Premium Standard Farms Long-Term Incentive Plan (LTIP) Summary

EX-10.2 3 y97853exv10w2.htm INCENTIVE PLAN INCENTIVE PLAN
 

Exhibit 10.2

Premium Standard Farms
Long-Term Incentive Plan (LTIP)
Summary

Purpose

The senior leadership of PSF wanted to create a total compensation rewards program that encouraged key executives to stay with the Company over a period of time and to commit to strategic business objectives designed to give the Company a competitive edge in the market place while encouraging long-term growth and profitability. When achieved, PSF would reward key executives in such a way to ensure our long-term compensation practices are competitive with long-term plans offered by both public and private companies. Further, the plan is designed to encourage teamwork among top executives while providing opportunities to be individually recognized and rewarded for exceptional effort and performance.

Eligibility

Senior managers selected by the PSF Compensation Committee are eligible to participate in the LTIP. Selected participants are charged with the responsibility of providing superior leadership and accountability for long-term earnings growth.

Performance Period

The first LTIP period for the new three year plan begins on April 1, 2003 and concludes on March 31, 2006. The plan is a rolling three year plan based on three years of performance.

Performance Measurement

The LTIP uses Return on Net Assets (RONA) as the singular performance measurement on the incentive portion during the entire LTIP performance period.
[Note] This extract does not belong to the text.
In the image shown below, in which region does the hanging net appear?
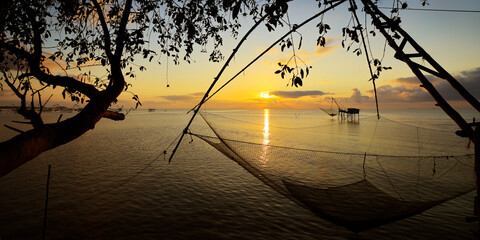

RONA as a performance measurement will include both operating and non-operating earnings (before interest and taxes) and will be determined after accruing for the cost of this long-term plan (post-accrual earnings). Deferred taxes will be excluded from the RONA calculation.

Participant’s Percentage

All eligible executives are assigned a percentage of base pay that will be paid if the RONA goals are met. The percentage is usually granted by the CEO at the beginning of the LTIP period. Once assigned, each participating executive can compute their individual annual amount by multiplying their percentage by their annual salary.

Participant’s LTIP Awards

All LTIP awards are divided into two sections: Incentive and Discretionary.

Incentive

The incentive portion of the LTIP is determined at the beginning of the LTIP period and represents two-thirds of the participant’s eligible payment. The incentive portion of the LTIP is awarded based on RONA achievement.

 


 

Discretionary Pool

The discretionary portion of the LTIP is determined at the conclusion of the LTIP period and represents one-third of the participant’s eligible payment. The discretionary portion of the LTIP is based on the assessment of the CEO at the conclusion of the LTIP period and is generally determined by the participants’ overall performance during the LTIP period. Since this portion of the LTIP is completely discretionary, it may be more, less, or the same.

Vesting

Vesting of a Participants interest is based on continued employment with Premium Standard Farms:

  One-Third of potential payment vests at end of 1st Year (3/31/04)

  One-Third of potential payment vests at end of 2nd Year (3/31/05)

  One-Third of potential payment vests at end of 3rd Year (3/31/06)

  There is no vesting schedule associated with the Discretionary portion of the LTIP. All discretionary awards pay out shortly after the conclusion of the LTIP period provided the participant has continued employment with the Company.

Full vesting rights are accorded executives who leave the Company due to death, disability or at normal retirement age during the performance period. Executives that transfer to ContiGroup or another company under PSF Holdings Inc. will retain a pro-rata interest in the PSF LTIP assuming all other criteria are met.

Special vesting and funding rules apply if the Company is sold or in the event of an initial public offering (IPO) during the performance period. Should this occur the PSF Compensation Committee would review the circumstances and determine the appropriate course of action to take at that time.

Payment and New Plan

The first available payment under this plan (Plan FY04-FY06) will be following the completion of fiscal year 2006. Beginning with FY05, a new plan will start that will mature in FY07 and so on. Payment under Plan FY04-FY06 will be made following FY06 if Company RONA goals are met. Payments associated with Plan FY05-FY07 will be made following the completion of FY07.

Deferred Compensation

LTIP awards received at the conclusion of the LTIP period can be completely or partially deferred however, the decision to defer compensation must be made at least by the end of the calendar year preceding the actual award declaration. The conditions and provisions of this benefit are detailed in the PSF Deferred Compensation Plan Summary Plan Description. Contact the Vice President of Human Resources for a copy.

Administration

The Compensation Committee of the Board of Directors shall approve the administration of the LTIP. The Compensation Committee shall have the sole responsibility for the interpretation of all LTIP requirements and the payment of LTIP benefits. While the Compensation Committee generally expects the earning expectations and the thresholds to remain in tact during the entire LTIP period, they do reserve the right to alter or modify the earnings expectations and RONA thresholds during the LTIP period in the event of unforeseen and extraordinary events. Additionally, the Compensation Committee may modify the provisions of the LTIP where there are major capital infusions or major withdrawal of capital during the LTIP period. The Compensation Committee also has the right to add and delete participants, subject to vesting, at their discretion.